I suggest the mindset of How to Measure Anything: Finding the Value of Intangibles in Business by Douglas W. Hubbard. Go to first principles. How does the engineering team monitor the health of their services? Is it Datadog? Rollbar? Pagerduty? Elastic search? MySQL queries? Google data studio?


Maybe none of those. Jira tickets? Slack questions? The number of late-night phone calls?

I’ve used Datadog and MySQL tables to gather data on technical services.


Q8 - How do you assign the nodes in different swimlanes? How do you know the list of agents or teams?

Step 1 - Create one swimlane per tool that gives you data. Create one swimlane per team in your organization. When in doubt, create more swimlanes. Don’t have a list of teams in your organization? Look at your organizational chart in ERP/HR software or ask 5 colleagues around you.


Step 2 - Arrange the swimlanes by looking at the amount of data they provide about customer behavior. Tools that give more insights are higher on the tracking transparency Y-axis. Tools that give summarized customer behavior information are lower in tracking transparency. Teams that interact more with customers per week are higher in tracking transparency. Teams interacting less frequently with customers are lower on the tracking transparency Y-axis.

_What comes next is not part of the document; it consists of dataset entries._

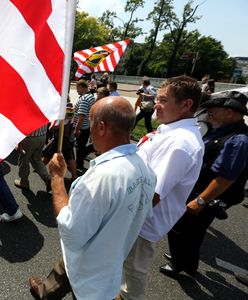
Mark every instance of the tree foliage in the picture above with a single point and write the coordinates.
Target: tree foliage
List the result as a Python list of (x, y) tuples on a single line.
[(180, 51)]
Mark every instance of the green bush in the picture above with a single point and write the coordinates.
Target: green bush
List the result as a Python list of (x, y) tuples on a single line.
[(140, 129)]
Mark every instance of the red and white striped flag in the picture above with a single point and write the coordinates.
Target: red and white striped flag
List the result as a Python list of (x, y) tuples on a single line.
[(34, 47), (99, 59)]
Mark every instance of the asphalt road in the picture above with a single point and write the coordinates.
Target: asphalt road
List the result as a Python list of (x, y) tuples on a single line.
[(30, 246)]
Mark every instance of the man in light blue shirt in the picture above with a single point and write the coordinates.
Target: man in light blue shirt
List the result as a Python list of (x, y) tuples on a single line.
[(102, 216)]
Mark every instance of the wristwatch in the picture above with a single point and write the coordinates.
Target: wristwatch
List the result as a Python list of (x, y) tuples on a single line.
[(200, 201)]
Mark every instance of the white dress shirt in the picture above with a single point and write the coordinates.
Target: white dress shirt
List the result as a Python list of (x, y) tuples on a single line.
[(175, 153), (106, 210)]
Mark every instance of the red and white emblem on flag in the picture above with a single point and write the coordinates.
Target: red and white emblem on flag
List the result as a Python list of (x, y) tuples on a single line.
[(32, 55), (99, 59)]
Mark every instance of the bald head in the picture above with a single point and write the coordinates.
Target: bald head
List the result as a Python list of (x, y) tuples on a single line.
[(116, 112)]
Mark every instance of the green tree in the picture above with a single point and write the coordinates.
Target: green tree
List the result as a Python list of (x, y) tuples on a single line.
[(178, 30), (128, 29), (88, 32), (213, 59), (160, 16)]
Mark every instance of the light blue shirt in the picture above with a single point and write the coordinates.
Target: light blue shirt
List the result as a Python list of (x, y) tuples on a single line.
[(106, 210)]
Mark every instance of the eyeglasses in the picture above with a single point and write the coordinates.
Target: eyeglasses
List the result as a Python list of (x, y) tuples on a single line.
[(220, 109)]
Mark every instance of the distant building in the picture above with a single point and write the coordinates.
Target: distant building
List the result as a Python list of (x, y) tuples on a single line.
[(242, 66)]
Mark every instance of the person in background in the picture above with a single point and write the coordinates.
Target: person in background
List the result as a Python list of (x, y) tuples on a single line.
[(102, 92), (31, 152), (204, 83), (81, 121), (105, 208), (175, 154), (210, 86), (145, 102), (11, 209), (92, 84), (113, 88), (104, 79), (68, 142)]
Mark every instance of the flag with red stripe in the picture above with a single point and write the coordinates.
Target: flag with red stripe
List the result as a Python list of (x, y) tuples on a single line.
[(99, 59), (32, 63)]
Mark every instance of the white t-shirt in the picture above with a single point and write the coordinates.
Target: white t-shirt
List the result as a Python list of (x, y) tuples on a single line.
[(175, 153), (106, 210)]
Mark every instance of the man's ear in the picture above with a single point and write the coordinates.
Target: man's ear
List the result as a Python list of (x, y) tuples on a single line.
[(187, 104), (101, 128)]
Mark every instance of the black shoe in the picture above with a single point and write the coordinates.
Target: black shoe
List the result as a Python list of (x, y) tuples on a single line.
[(48, 186), (242, 277), (167, 256), (168, 270)]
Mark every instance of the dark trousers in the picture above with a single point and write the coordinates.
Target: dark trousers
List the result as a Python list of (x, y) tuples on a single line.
[(147, 115), (81, 147), (56, 286), (7, 199), (186, 237)]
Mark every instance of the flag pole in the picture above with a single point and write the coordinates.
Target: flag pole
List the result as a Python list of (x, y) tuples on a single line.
[(69, 34)]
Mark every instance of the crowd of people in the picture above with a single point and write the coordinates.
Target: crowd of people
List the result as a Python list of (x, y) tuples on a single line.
[(174, 182)]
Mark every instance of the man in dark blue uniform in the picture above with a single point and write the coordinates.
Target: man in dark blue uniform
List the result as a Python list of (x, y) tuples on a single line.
[(221, 182)]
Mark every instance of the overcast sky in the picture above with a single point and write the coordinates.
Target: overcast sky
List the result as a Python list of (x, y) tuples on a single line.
[(224, 20)]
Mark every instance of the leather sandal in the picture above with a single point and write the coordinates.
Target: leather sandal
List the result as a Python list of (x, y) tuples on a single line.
[(34, 283)]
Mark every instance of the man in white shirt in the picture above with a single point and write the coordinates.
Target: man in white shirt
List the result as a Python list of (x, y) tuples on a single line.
[(101, 217), (175, 153)]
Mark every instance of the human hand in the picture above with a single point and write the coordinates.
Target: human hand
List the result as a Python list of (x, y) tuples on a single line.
[(193, 207), (76, 132), (57, 166)]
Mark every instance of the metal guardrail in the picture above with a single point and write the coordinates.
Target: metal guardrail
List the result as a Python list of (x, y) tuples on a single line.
[(156, 82)]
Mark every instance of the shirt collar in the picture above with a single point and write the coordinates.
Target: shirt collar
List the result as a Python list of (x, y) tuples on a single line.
[(177, 124), (113, 153)]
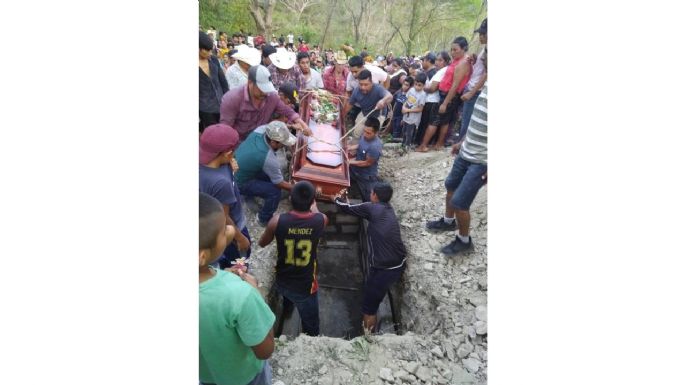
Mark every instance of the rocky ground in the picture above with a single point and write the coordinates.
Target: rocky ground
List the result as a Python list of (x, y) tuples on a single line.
[(444, 303)]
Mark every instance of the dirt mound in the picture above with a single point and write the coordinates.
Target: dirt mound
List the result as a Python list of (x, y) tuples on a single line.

Step 3 - Merge adjacent swimlanes if the teams or tool outputs are similar. For example, Heap, Mixpanel, Amplitude, and Hotjar might have similar outputs for your product. The Android and iOS app store might have similar insights for you.


More instructions on customer journey mapping are here. I did 3 video walk-throughs of customer journey mapping. One of them is below.


Q9 - Do you have a template for interviewing customers?

I was working to templatize my customer interview scripts, then I came across Deploy Empathy by Michele Hansen. Her book is amazing, tactical, and exactly what you are looking for. I use it as my starting point for interviewing customers.